The chairman of the Australian Prudential Regulation Authority (APRA), John Laker has nominated inadequate staffing as being one of the reasons the regulator found itself so badly exposed following the collapse of HIH Insurance.
However, Mr Laker told a conference late last year that increased Government and industry funding had seen APRA rebuilding both its numbers and its expertise.
However, the chairman has warned that the regulator’s efforts are being made harder by the heavy demand for people with strong risk management skills, some of whom are being lured away from APRA.
The APRA chairman acknowledged that the collapse of HIH had represented a real setback for the organisation.
“The failure of HIH Insurance, one of Australia’s largest general insurance companies, obviously knocked APRA off its stride,” he said. “The fallout from this failure was a loss of community confidence in the prudential regulator, a considerable distraction of attention from the very good, even path-breaking, work APRA had been doing in other areas and, in the end, a change in its governance structure.”
Laker said that within APRA itself, the failure of HIH led to considerable soul-searching about how the agency carried out its supervisory responsibilities and the adequacy of its resources.
“That soul-searching was given strong direction by the report of the HIH Royal Commission,” he said. “It was also guided by other analysis undertaken at APRA’s own initiative.”

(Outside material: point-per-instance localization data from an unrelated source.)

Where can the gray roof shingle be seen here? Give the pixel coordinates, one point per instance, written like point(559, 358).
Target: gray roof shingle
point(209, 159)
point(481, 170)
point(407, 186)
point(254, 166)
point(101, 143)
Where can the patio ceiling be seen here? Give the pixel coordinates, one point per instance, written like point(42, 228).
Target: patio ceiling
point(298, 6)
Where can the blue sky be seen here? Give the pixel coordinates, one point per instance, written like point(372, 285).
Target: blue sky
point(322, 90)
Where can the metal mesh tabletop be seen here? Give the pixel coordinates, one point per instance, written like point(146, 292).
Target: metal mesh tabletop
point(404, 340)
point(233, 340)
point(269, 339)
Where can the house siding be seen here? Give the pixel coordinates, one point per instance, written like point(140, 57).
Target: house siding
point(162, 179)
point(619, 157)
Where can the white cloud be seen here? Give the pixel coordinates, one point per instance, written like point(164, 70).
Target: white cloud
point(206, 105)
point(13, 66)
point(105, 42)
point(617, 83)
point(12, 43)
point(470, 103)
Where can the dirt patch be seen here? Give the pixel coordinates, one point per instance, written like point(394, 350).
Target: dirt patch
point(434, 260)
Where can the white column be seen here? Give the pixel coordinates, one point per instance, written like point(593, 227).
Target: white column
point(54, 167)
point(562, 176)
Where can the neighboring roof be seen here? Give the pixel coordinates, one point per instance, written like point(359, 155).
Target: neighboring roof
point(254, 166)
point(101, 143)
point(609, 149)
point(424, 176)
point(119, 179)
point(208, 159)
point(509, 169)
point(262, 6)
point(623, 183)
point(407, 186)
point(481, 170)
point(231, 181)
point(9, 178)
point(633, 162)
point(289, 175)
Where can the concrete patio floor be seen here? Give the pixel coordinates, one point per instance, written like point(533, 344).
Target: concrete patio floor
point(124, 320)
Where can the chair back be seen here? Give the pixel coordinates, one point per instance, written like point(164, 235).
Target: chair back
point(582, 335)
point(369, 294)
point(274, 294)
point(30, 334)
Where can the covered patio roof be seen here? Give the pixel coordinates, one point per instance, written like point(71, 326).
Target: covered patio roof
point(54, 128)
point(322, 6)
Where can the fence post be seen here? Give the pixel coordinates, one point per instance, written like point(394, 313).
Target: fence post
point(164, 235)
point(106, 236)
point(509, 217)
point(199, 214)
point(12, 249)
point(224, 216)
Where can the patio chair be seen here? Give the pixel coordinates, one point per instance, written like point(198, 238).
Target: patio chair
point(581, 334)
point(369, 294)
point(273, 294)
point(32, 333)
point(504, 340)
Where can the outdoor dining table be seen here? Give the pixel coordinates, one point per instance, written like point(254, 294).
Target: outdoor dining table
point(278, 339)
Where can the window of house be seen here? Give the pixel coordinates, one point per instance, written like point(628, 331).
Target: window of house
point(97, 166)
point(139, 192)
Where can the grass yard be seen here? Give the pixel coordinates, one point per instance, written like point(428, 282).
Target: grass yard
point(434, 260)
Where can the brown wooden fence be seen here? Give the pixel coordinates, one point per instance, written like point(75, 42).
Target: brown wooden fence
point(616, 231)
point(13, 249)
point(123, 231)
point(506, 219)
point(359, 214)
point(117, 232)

Laker said this analysis had included an earlier and very frank report on APRA’s performance by the former head of Canada’s Office of the Superintendent of Financial Institutions, and an independent benchmarking of APRA’s resources and supervisory intensity against its international regulatory peers.
“Our rebuilding strategy in the wake of HIH has been aimed at restoring confidence in APRA as a vigilant, vigorous and effective prudential regulator,” Laker said. “The words of the HIH Royal Commission that APRA become ‘more sceptical, questioning and, where necessary, aggressive in its approach to prudential supervision are seared into our consciousness, and we have been translating them into action, in a number of ways.”
He said that the main elements of APRA’s rebuilding strategy had been staffing.
“APRA’s strength and effectiveness as a prudential regulator depend fundamentally on its staff,” Laker said.
“It is their skills, judgment and intuition which makes the difference between successful early intervention and arriving late at the scene to clean up,” he said. “It is our staff who make the hard calls and who deal regularly with — and occasionally have to confront — the boards and senior management of our regulated institutions.
“And, put starkly, we just did not have enough staff,” Laker said.
“When APRA was established, around 550 staff were engaged in prudential supervision and associated corporate functions in the 11 predecessor agencies. Integrated regulation was expected to produce an ‘efficiency dividend’, particularly in corporate functions, and it did,” he said.
However, Laker said integration also saw APRA lose valuable and experienced staff in front-line supervision and specialist risk areas.
He said that by the time of HIH’s collapse, APRA staff numbers were below 400 and APRA was being stretched too thin.
Laker said the messages APRA had taken from the HIH Royal Commission had been strong ones.
“Over the past 18 months, with Government support and industry funding, APRA has been building up its supervisory resources and skills,” he said. “We have been actively recruiting for front-line supervision positions and for specialist staff with detailed knowledge of specific risk, industry or technical issues.”
He said this had resulted in the recruitment of a number of high calibre new staff, with extensive and relevant experience in industry and the professions.
However, Laker said APRA’s recruiting drive was far from over and had in fact been undermined by the strong demand for risk management specialists in Australia.
“The market for risk management specialists in Australia is running very strong at the moment, not surprising given the heightened focus on risk and governance issues,” he said. “We are losing good staff to this same market, a compliment to our skill levels but one that I would prefer not to accept!”